POJ3468(树状数组区间维护)

A Simple Problem with Integers

Time Limit: 5000MS		Memory Limit: 131072K
Total Submissions: 89818		Accepted: 27967
Case Time Limit: 2000MS

Description

You have N integers, A₁, A₂, ... , A_N. You need to deal with two kinds of operations. One type of operation is to add some given number to each number in a given interval. The other is to ask for the sum of numbers in a given interval.

Input

The first line contains two numbers N and Q. 1 ≤ N,Q ≤ 100000.
The second line contains N numbers, the initial values of A₁, A₂, ... , A_N. -1000000000 ≤ A_i ≤ 1000000000.
Each of the next Q lines represents an operation.
"C a b c" means adding c to each of A_a, A_a+1, ... , A_b. -10000 ≤ c ≤ 10000.
"Q a b" means querying the sum of A_a, A_a+1, ... , A_b.

Output

You need to answer all Q commands in order.
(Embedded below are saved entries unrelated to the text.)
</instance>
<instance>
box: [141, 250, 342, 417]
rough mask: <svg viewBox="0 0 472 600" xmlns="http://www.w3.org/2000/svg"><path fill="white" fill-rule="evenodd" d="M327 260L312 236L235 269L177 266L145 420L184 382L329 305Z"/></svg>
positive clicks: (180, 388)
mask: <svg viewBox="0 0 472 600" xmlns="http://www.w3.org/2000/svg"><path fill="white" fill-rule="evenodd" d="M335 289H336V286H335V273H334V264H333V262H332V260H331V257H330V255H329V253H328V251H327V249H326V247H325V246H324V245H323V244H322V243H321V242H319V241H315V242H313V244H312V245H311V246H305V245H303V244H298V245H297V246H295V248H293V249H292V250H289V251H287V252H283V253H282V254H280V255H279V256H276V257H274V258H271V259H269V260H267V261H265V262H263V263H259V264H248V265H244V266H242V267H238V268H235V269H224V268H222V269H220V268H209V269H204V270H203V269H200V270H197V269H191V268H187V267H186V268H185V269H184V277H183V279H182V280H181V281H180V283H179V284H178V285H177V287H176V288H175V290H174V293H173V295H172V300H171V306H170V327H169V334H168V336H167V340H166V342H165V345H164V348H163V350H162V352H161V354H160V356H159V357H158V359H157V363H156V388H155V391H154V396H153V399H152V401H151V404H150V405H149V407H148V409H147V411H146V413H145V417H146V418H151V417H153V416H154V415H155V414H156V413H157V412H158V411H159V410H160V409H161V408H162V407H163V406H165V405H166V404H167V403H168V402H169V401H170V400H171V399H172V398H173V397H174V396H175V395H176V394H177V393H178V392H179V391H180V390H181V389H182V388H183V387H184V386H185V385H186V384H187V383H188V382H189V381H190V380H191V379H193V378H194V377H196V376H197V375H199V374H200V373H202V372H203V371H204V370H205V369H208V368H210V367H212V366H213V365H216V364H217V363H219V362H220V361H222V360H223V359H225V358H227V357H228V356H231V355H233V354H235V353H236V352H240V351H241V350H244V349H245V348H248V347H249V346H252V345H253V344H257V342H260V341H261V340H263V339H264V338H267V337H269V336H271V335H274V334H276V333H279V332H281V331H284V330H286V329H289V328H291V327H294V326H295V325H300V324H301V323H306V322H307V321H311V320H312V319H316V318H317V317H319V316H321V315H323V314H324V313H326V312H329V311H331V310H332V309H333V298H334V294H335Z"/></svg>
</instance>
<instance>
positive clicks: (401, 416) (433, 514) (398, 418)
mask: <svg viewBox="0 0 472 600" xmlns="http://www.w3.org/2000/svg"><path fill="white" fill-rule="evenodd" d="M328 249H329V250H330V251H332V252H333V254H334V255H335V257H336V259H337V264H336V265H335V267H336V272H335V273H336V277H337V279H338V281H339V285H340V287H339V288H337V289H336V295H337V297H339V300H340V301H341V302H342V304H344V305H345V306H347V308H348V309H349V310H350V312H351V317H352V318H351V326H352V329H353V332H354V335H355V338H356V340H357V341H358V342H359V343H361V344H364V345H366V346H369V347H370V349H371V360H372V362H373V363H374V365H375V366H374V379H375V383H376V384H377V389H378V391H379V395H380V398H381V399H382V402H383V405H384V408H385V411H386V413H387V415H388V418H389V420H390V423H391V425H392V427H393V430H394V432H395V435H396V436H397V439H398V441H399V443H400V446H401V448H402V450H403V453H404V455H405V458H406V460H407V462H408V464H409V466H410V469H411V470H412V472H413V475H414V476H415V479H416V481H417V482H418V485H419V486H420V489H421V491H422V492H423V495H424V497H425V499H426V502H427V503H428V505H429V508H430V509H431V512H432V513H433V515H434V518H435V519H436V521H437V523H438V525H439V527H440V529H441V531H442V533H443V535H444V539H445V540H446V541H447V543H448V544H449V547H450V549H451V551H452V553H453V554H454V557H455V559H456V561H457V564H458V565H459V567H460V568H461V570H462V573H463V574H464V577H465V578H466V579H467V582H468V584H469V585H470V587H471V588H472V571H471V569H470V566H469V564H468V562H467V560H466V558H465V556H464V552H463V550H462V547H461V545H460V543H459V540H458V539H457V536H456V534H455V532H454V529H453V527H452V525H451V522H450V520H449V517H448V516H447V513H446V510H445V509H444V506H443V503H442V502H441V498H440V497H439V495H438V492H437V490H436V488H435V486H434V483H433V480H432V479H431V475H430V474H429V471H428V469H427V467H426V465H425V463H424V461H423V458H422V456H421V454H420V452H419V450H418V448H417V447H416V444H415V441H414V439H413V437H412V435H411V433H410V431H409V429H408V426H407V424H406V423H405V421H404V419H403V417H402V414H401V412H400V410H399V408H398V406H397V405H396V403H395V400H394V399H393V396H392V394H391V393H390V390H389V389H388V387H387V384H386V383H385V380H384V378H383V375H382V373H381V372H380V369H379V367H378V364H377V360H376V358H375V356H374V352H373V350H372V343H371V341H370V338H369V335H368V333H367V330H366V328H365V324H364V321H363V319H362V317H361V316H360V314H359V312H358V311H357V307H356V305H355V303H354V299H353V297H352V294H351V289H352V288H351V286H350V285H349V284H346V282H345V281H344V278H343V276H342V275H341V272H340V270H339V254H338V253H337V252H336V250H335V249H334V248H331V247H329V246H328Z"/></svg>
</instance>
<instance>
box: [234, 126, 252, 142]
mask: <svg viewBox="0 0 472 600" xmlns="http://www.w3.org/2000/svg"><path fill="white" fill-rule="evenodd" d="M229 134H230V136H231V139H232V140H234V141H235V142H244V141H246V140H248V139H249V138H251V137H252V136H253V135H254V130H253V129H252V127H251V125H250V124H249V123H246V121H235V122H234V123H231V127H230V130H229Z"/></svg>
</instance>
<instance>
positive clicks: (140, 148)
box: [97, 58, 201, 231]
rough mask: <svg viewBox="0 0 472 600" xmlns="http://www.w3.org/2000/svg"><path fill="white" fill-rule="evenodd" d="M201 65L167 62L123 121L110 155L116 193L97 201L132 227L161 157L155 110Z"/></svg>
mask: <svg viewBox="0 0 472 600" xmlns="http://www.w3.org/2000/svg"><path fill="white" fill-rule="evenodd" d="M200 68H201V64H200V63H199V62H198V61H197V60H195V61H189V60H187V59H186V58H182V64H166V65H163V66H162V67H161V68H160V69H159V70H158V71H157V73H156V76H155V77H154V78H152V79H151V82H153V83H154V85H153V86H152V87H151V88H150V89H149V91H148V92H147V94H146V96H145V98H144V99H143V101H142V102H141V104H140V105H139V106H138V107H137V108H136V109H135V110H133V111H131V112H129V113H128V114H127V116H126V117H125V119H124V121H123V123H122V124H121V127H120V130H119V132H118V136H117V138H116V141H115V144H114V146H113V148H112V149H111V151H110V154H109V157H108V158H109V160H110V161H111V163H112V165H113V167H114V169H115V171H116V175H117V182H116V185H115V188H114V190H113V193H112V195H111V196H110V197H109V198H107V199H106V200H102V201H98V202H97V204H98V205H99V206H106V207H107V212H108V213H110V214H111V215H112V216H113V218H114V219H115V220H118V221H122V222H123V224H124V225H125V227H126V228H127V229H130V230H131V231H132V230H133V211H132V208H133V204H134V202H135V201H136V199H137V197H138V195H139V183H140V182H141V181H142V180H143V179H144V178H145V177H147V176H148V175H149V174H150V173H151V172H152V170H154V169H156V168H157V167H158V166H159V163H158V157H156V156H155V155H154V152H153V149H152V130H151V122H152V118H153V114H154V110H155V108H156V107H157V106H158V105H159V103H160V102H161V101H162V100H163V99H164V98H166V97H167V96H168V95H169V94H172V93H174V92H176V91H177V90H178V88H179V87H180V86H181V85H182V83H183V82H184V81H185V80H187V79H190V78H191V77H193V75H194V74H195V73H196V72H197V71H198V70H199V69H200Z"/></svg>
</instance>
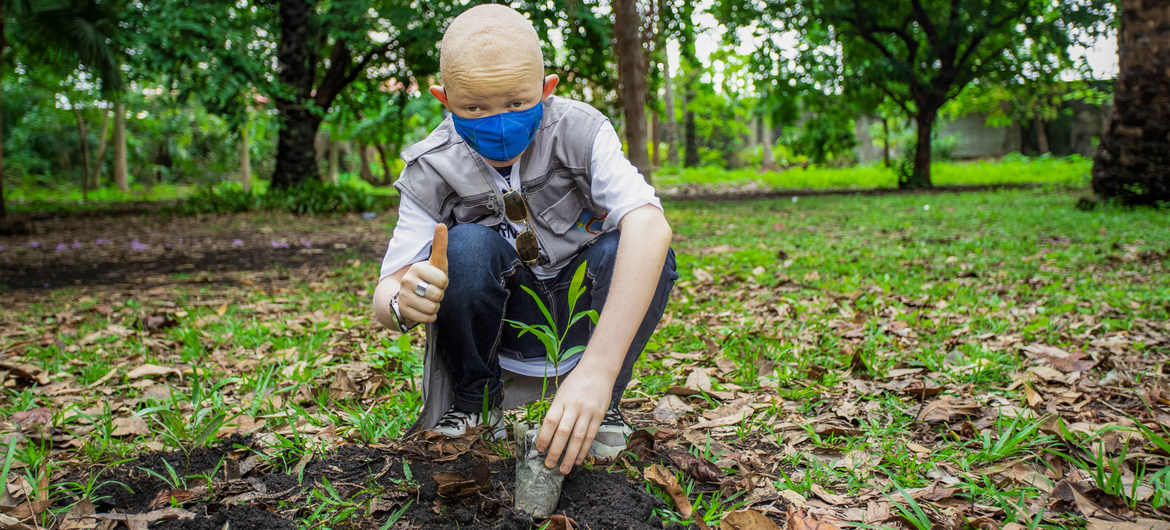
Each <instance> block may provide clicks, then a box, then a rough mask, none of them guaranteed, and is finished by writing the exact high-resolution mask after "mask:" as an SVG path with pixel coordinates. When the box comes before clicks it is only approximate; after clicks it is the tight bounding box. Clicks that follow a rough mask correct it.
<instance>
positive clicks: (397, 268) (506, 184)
mask: <svg viewBox="0 0 1170 530" xmlns="http://www.w3.org/2000/svg"><path fill="white" fill-rule="evenodd" d="M590 164H591V166H592V167H591V170H592V175H593V179H592V190H591V191H592V193H593V200H594V201H596V202H597V204H598V205H599V206H600V207H603V208H605V209H606V211H607V212H608V213H607V214H606V215H605V222H604V225H603V226H601V232H610V230H612V229H614V228H617V227H618V223H619V222H620V221H621V218H622V216H625V215H626V214H627V213H629V212H631V211H633V209H635V208H639V207H642V206H646V205H654V206H655V207H656V208H659V209H662V202H661V201H660V200H659V198H658V197H656V195H655V194H654V187H653V186H651V185H648V184H646V179H643V178H642V174H641V173H639V172H638V168H636V167H634V165H633V164H631V163H629V160H628V159H627V158H626V156H625V154H622V152H621V140H620V139H618V132H617V131H614V129H613V125H612V124H610V122H605V123H604V124H603V125H601V128H600V129H599V130H598V132H597V138H594V139H593V154H592V158H591V160H590ZM489 167H490V166H489ZM493 170H494V168H493ZM493 173H494V177H495V180H496V185H497V186H500V190H501V191H504V192H507V191H508V190H519V183H518V180H519V174H521V170H519V164H516V165H514V166H512V168H511V174H510V178H505V177H503V175H502V174H500V173H498V172H496V171H493ZM400 197H401V202H400V204H399V205H398V225H397V226H394V235H393V236H392V238H391V239H390V246H388V247H387V248H386V255H385V256H384V257H383V260H381V274H380V275H379V280H380V278H383V277H386V276H390V275H391V274H394V273H395V271H398V270H399V269H401V268H404V267H407V266H409V264H413V263H418V262H420V261H424V260H426V259H427V257H428V256H429V255H431V242H432V240H433V239H434V232H435V225H438V222H435V220H434V219H432V218H431V215H429V214H427V213H426V212H425V211H424V209H422V208H421V207H420V206H419V205H418V204H417V202H414V201H413V200H411V198H409V197H406V195H400ZM495 228H496V232H497V233H500V235H501V236H502V238H504V239H505V240H508V241H509V242H511V245H512V247H514V248H515V247H516V234H518V233H519V232H522V230H523V229H524V225H523V223H512V222H510V221H508V220H507V219H505V220H504V221H503V225H502V226H500V227H495ZM565 266H567V261H566V262H564V263H560V266H559V267H557V268H546V267H541V266H535V264H534V266H532V273H534V274H535V275H536V277H538V278H541V280H549V278H551V277H555V276H556V275H557V274H558V273H560V269H562V268H564V267H565Z"/></svg>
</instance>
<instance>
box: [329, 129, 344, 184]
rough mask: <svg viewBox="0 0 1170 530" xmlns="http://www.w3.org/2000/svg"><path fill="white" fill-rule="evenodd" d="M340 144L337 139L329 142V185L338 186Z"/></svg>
mask: <svg viewBox="0 0 1170 530" xmlns="http://www.w3.org/2000/svg"><path fill="white" fill-rule="evenodd" d="M338 144H340V142H337V140H335V139H330V140H329V183H328V184H332V185H333V186H337V166H338V158H340V150H342V147H340V145H338Z"/></svg>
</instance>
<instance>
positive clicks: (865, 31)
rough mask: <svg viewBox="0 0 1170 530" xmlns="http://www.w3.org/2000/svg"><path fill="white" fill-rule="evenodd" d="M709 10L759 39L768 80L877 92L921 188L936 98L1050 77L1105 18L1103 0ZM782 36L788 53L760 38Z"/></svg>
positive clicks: (819, 3) (838, 91)
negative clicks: (1070, 1)
mask: <svg viewBox="0 0 1170 530" xmlns="http://www.w3.org/2000/svg"><path fill="white" fill-rule="evenodd" d="M715 11H716V13H717V14H718V15H720V16H721V20H723V21H724V22H725V23H728V25H729V27H731V28H739V27H750V28H755V30H756V34H757V35H759V36H762V37H763V39H762V42H763V44H761V47H759V48H761V49H759V51H761V53H759V60H758V63H759V67H761V69H762V70H763V71H764V73H766V75H769V76H770V77H771V78H772V81H773V83H775V84H776V85H778V87H790V88H792V91H794V92H797V94H804V95H807V96H810V97H811V98H812V99H813V101H824V99H823V98H824V97H825V96H828V97H831V98H832V99H833V102H832V103H831V104H839V103H840V102H845V103H846V104H849V103H851V102H852V103H853V104H854V105H856V106H854V108H860V109H863V108H874V106H878V105H876V102H878V101H880V99H883V98H886V99H888V101H889V102H893V103H895V104H896V105H897V109H899V110H900V111H901V112H903V113H904V116H907V117H914V119H915V123H916V126H917V135H918V140H917V143H916V146H915V157H914V159H913V163H911V164H910V170H909V171H908V172H907V173H904V174H902V175H901V177H900V185H902V186H907V187H921V186H930V185H931V180H930V142H931V128H932V125H934V123H935V121H936V118H937V112H938V109H940V108H941V106H942V105H943V104H944V103H947V102H948V101H950V99H952V98H955V97H956V96H957V95H958V94H959V92H962V90H963V89H964V88H965V87H966V85H969V84H970V83H971V82H973V81H975V80H984V81H986V82H991V83H995V82H1006V81H1009V80H1018V78H1027V77H1030V76H1040V77H1041V78H1045V80H1047V78H1052V77H1053V76H1055V75H1058V74H1059V73H1060V71H1061V70H1062V69H1064V68H1062V67H1064V66H1066V64H1068V58H1067V57H1068V49H1069V46H1072V44H1073V43H1079V42H1082V41H1083V40H1085V39H1088V37H1089V35H1096V34H1100V33H1103V32H1104V30H1107V23H1106V22H1107V21H1108V20H1109V16H1110V15H1112V8H1110V7H1109V5H1108V2H1106V1H1104V0H1078V1H1072V2H1055V4H1054V2H1046V1H1042V0H945V1H944V0H901V1H897V2H893V4H881V5H878V4H867V2H856V1H847V0H784V1H776V2H751V1H744V0H721V1H718V2H716V5H715ZM989 13H991V14H992V15H990V16H989V15H987V14H989ZM782 32H790V33H791V34H793V35H798V36H799V39H800V40H801V43H800V46H799V48H798V50H797V51H796V54H794V56H792V55H784V53H783V50H782V49H780V48H779V46H778V44H777V43H776V41H775V40H772V39H766V36H768V35H772V34H775V33H782ZM789 80H793V81H794V82H793V83H789ZM821 108H824V106H821Z"/></svg>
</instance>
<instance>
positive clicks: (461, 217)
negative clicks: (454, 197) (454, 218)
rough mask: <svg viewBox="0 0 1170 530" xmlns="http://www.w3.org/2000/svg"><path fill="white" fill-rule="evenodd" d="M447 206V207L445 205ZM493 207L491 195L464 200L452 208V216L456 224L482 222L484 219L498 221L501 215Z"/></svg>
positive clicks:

One answer in a line.

Sample Input

10 5
1 2 3 4 5 6 7 8 9 10
Q 4 4
Q 1 10
Q 2 4
C 3 6 3
Q 2 4

Sample Output

4
55
9
15

#include <iostream>
#include <cstdio>
using namespace std;
typedef long long ll;
const int MAXN=100005;
struct Node{
    ll sum,lazy;
    int l,r;
};
struct SegmentTree{
private:
    Node a[MAXN*4];
public:
    void build(int rt,int l,int r)
    {
        a[rt].l=l;
        a[rt].r=r;
        a[rt].lazy=0;
        if(l==r)
        {
            scanf("%lld",&a[rt].sum);
            return ;
        }
        int mid=(a[rt].l+a[rt].r)>>1;
        build(rt<<1,l,mid);
        build(rt*2+1,mid+1,r);
        a[rt].sum=a[rt<<1].sum+a[rt*2+1].sum;
    }
    void pushDown(int rt)
    {
        int mid=(a[rt].l+a[rt].r)>>1;
        a[rt<<1].sum+=(mid-a[rt].l+1)*a[rt].lazy;
        a[rt*2+1].sum+=(a[rt].r-mid)*a[rt].lazy;
        a[rt<<1].lazy+=a[rt].lazy;
        a[rt*2+1].lazy+=a[rt].lazy;
        a[rt].lazy=0;
    }
    void change(int rt,int l,int r,int val)
    {
        if(a[rt].l==l&&a[rt].r==r)
        {
            a[rt].sum+=(r-l+1)*val;
            a[rt].lazy+=val;
            return ;
        }
        if(a[rt].lazy!=0)
        {
            pushDown(rt);
        }
        int mid=(a[rt].l+a[rt].r)>>1;
        if(r<=mid)
        {
            change(rt<<1,l,r,val);
        }
        else if(mid<l)
        {
            change(rt*2+1,l,r,val);
        }
        else
        {
            change(rt<<1,l,mid,val);
            change(rt*2+1,mid+1,r,val);
        }
        a[rt].sum=a[rt<<1].sum+a[rt*2+1].sum;
    }
    ll query(int rt,int l,int r)
    {
        if(a[rt].l==l&&a[rt].r==r)
        {
            return a[rt].sum;
        }
        if(a[rt].lazy!=0)
        {
            pushDown(rt);
        }
        int mid=(a[rt].l+a[rt].r)>>1;
        if(r<=mid)
            return query(rt<<1,l,r);
        else if(mid<l)
            return query(rt*2+1,l,r);
        else
        {
            return query(rt<<1,l,mid)+query(rt*2+1,mid+1,r);
        }
    }
};
SegmentTree solver;
int n,m;
int main()
{
    while(scanf("%d%d",&n,&m)!=EOF)
    {
        solver.build(1,1,n);
        for(int i=0;i<m;i++)
        {
            scanf("%*c");
            char op;
            scanf("%c",&op);
            if(op=='Q')
            {
                int l,r;
                scanf("%d%d",&l,&r);
                printf("%lld
",solver.query(1,l,r));
            }
            else
            {
                int l,r,val;
                scanf("%d%d%d",&l,&r,&val);
                solver.change(1,l,r,val);
            }
        }
    }
    
    return 0;
}